ALOJA is a long-term project aiming to automate the characterization of cost-effectiveness on Big Data deployments. The platform initially focused on on-premise Hadoop deployments, but currently covers a wide range of Iaas, PaaS and SaaS Cloud Services. Analytical services like Hive and Spark come pre-configured and ready to use, giving companies a quick entry and fast deployment of ready SQL-like solutions for their Big Data needs. In this context, ALOJA evaluates different provided solutions from main Cloud providers including Microsoft Azure, Amazon Web Services, Google, and Rackspace, from an end-user’s evaluation perspective.

The ALOJA project has created an open, vendor-neutral repository, featuring over 50,000 Hadoop job executions and their performance details. The repository is accompanied by a test-bed and tools to deploy and evaluate the cost-effectiveness of different hardware configurations, parameters and Cloud services. Despite early success within ALOJA, a comprehensive study requires automation of modeling procedures to allow an analysis of large and resource-constrained search spaces. The predictive analytics extension, ALOJA-ML, provides an automated system allowing knowledge discovery by modeling environments from observed executions. The resulting models can forecast execution behaviors, predicting execution times for new configurations and hardware choices. That also enables model-based anomaly detection or efficient benchmark guidance by prioritizing executions.
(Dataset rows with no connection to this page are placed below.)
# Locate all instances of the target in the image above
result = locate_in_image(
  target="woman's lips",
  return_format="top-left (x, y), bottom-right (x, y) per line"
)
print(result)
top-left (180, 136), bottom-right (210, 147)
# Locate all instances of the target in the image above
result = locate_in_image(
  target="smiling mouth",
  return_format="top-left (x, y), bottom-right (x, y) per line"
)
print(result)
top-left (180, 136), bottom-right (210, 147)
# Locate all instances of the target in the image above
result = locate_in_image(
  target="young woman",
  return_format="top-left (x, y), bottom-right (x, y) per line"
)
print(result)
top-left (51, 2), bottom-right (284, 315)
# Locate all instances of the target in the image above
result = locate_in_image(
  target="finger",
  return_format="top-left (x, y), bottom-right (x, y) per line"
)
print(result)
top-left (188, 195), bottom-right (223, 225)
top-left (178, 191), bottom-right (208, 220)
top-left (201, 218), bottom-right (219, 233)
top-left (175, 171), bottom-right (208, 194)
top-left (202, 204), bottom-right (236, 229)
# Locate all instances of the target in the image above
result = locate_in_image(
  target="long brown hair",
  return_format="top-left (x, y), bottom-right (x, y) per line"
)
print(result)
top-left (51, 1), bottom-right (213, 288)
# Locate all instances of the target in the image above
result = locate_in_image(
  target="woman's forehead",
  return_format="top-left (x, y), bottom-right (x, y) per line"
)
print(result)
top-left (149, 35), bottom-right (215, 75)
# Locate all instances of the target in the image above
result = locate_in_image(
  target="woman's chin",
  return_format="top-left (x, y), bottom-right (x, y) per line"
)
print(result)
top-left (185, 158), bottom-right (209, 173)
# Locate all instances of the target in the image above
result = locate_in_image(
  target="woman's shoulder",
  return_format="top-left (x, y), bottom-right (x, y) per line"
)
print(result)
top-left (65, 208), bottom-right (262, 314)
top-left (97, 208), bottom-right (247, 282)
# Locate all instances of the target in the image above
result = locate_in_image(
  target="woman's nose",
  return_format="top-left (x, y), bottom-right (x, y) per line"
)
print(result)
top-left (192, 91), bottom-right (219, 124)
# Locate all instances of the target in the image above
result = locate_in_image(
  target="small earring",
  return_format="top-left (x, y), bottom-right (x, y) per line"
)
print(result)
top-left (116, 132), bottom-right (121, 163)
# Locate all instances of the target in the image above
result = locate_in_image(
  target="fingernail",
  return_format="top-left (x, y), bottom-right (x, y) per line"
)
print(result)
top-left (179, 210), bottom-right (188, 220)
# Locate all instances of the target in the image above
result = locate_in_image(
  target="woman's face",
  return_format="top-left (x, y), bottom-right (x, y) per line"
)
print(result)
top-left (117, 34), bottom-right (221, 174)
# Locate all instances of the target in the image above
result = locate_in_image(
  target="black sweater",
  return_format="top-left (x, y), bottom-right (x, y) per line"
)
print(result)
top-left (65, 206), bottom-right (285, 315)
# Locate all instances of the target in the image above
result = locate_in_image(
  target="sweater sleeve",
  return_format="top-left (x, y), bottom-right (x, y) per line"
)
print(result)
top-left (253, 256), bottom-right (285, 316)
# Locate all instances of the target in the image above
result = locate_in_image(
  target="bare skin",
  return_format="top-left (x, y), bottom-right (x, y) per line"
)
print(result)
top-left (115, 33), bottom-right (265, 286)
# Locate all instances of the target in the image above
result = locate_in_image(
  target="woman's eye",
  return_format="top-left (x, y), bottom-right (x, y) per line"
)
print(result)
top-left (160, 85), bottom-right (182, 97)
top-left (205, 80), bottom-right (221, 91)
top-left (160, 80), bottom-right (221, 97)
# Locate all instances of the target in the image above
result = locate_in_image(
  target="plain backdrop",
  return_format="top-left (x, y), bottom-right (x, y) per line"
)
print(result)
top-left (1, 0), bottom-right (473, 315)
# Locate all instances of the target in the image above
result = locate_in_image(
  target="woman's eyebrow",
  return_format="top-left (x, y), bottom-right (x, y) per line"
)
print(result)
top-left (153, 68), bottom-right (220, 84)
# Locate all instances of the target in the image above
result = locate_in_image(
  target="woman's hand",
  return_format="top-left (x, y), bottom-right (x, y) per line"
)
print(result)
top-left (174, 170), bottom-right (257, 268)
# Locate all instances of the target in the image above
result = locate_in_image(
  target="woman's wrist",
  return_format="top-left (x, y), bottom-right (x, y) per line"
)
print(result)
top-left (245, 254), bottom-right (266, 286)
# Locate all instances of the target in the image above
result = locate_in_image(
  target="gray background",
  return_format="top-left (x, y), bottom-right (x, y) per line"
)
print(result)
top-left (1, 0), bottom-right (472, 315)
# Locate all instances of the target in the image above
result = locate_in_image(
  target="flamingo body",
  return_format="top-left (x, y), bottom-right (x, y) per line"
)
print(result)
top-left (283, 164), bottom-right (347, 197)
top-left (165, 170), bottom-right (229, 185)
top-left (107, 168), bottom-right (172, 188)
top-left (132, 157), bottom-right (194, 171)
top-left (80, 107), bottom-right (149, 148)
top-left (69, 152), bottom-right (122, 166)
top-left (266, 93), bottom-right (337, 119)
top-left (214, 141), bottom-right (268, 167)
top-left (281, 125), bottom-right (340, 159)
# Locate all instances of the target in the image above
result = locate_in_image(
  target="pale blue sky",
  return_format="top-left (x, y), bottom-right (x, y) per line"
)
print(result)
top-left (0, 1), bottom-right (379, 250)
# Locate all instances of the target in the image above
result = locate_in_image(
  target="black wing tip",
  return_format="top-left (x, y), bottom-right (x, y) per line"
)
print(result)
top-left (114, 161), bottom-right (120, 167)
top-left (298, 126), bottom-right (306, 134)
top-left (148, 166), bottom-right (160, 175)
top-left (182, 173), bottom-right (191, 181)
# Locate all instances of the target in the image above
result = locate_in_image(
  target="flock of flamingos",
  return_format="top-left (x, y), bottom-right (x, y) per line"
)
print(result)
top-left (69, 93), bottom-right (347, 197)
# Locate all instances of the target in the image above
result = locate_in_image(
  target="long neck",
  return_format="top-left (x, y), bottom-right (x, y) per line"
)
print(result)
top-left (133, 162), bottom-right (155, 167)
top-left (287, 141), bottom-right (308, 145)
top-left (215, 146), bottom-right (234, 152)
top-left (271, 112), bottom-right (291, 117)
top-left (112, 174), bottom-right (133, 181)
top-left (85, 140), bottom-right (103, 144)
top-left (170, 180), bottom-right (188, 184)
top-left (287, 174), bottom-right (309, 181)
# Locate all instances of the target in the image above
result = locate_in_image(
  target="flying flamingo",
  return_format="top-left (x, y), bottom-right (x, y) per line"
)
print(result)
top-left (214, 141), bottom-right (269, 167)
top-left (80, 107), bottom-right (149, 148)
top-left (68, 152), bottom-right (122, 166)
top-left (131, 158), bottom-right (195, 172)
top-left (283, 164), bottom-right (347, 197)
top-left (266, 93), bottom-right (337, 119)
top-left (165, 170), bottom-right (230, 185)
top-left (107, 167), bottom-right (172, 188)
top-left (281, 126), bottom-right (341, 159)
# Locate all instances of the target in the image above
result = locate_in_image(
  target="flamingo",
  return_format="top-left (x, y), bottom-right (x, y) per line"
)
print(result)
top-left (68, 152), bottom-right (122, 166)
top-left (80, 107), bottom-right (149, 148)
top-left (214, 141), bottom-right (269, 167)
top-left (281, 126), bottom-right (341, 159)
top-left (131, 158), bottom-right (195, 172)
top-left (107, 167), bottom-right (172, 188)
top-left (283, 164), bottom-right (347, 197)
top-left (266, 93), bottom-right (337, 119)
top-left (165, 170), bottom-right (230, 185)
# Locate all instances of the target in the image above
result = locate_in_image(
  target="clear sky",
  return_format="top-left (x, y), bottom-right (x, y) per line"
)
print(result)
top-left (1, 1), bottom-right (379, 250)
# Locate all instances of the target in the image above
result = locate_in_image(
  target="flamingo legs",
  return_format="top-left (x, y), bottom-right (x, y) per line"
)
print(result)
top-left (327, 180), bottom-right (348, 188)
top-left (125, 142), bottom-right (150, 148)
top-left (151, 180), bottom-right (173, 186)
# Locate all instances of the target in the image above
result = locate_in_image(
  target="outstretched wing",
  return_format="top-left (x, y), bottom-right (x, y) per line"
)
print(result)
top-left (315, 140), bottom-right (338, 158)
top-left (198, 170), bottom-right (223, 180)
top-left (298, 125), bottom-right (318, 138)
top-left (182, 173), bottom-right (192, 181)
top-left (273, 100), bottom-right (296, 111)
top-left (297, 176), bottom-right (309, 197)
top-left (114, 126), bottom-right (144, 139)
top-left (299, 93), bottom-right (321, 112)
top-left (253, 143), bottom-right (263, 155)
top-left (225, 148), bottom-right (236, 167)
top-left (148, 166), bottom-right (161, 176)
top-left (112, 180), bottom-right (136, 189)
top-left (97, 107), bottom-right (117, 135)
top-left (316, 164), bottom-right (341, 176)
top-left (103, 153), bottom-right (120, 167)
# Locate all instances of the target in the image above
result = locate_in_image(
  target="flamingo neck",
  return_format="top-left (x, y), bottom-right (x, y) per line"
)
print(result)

In addition, the community can benefit from ALOJA data-sets and framework to improve the design and deployment of Big Data applications.

Objectives

The objective of this line is to explore and improve the scalability and cost-effectiveness of Big Data frameworks such as Hadoop and Spark, to upcoming hardware architectures including Cloud services.  With the intent to better understand the performance, therefore the costs of running different data applications through an automated benchmarking and modeling process.  By testing different deployment scenarios including: physical servers (commodity, low-power/SoC, appliances, HPC); Cloud IaaS, PaaS, and SaaS; to find optimal framework and deployment configurations and recommending application placement.  As well as to provide Analytics and Knowledge Discovery tools, to produce insights that can guide the design of cost-efficient Big Data applications.